Als das schwarze Huhn sie sah, flog es mit lautem Freudengegacker auf sie zu. Die Kücken rannten um das Huhn herum, flogen ihm auf Kopf und Hals, krochen unter seine Flügel und wieder hervor und piepsten seelenvergnügt und freuten sich.
Oben auf dem Zaun aber standen sämtliche Hühner des Hofes und unten guckten die Enten durch das Gitter.

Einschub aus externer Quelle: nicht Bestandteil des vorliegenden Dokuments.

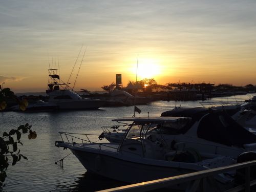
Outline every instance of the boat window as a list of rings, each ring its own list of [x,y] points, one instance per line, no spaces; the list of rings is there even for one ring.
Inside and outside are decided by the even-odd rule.
[[[54,99],[71,99],[69,95],[61,95],[54,97]]]
[[[228,124],[228,123],[225,120],[225,118],[223,117],[223,116],[220,115],[219,116],[219,119],[220,119],[220,120],[221,121],[221,123],[222,123],[223,126],[225,126],[225,127],[227,127],[229,125]]]
[[[115,95],[115,97],[126,97],[126,96],[124,94],[117,94]]]
[[[224,112],[209,114],[200,121],[198,137],[228,146],[243,147],[255,143],[256,135],[248,132]]]
[[[134,137],[138,137],[140,136],[140,130],[142,126],[140,124],[134,124],[132,125],[128,134],[126,136],[126,138],[132,138]]]
[[[186,127],[190,122],[190,119],[182,119],[175,122],[160,123],[151,132],[166,135],[179,135],[187,131]]]
[[[248,117],[246,118],[246,121],[249,121],[252,119],[253,117],[254,117],[256,116],[256,114],[254,113],[250,113],[249,114]]]

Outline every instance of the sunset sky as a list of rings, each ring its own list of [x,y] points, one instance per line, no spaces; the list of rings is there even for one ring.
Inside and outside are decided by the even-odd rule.
[[[0,0],[0,84],[43,92],[48,69],[75,90],[159,84],[256,84],[256,1]]]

»Und wie gefallen euch meine Kücken?« rief das schwarze Huhn. Es bekam keine Antwort, aber an dem Tag mußte der Hahn sämtliche Regenwürmer selber essen. Er machte sich aber nichts daraus.
Er und Sie
Es war einmal ein Zaunkönig, der mit seinem Weibchen in Frieden und Eintracht lebte. Alle Jahre bauten die beiden ihr Nest in einem Zaun, nicht ganz oben, damit es nicht hinein regne, und nicht ganz unten, damit keine Katze sie überraschen könne, sondern schön gerade in der Mitte. Jahr um Jahr taten sie das und waren glücklich und zufrieden dabei.
Aber einmal – kein Mensch wußte warum – fiel es dem Zaunkönig ein, sich einen andern Platz auszusuchen, um sich sein Nest zu bauen.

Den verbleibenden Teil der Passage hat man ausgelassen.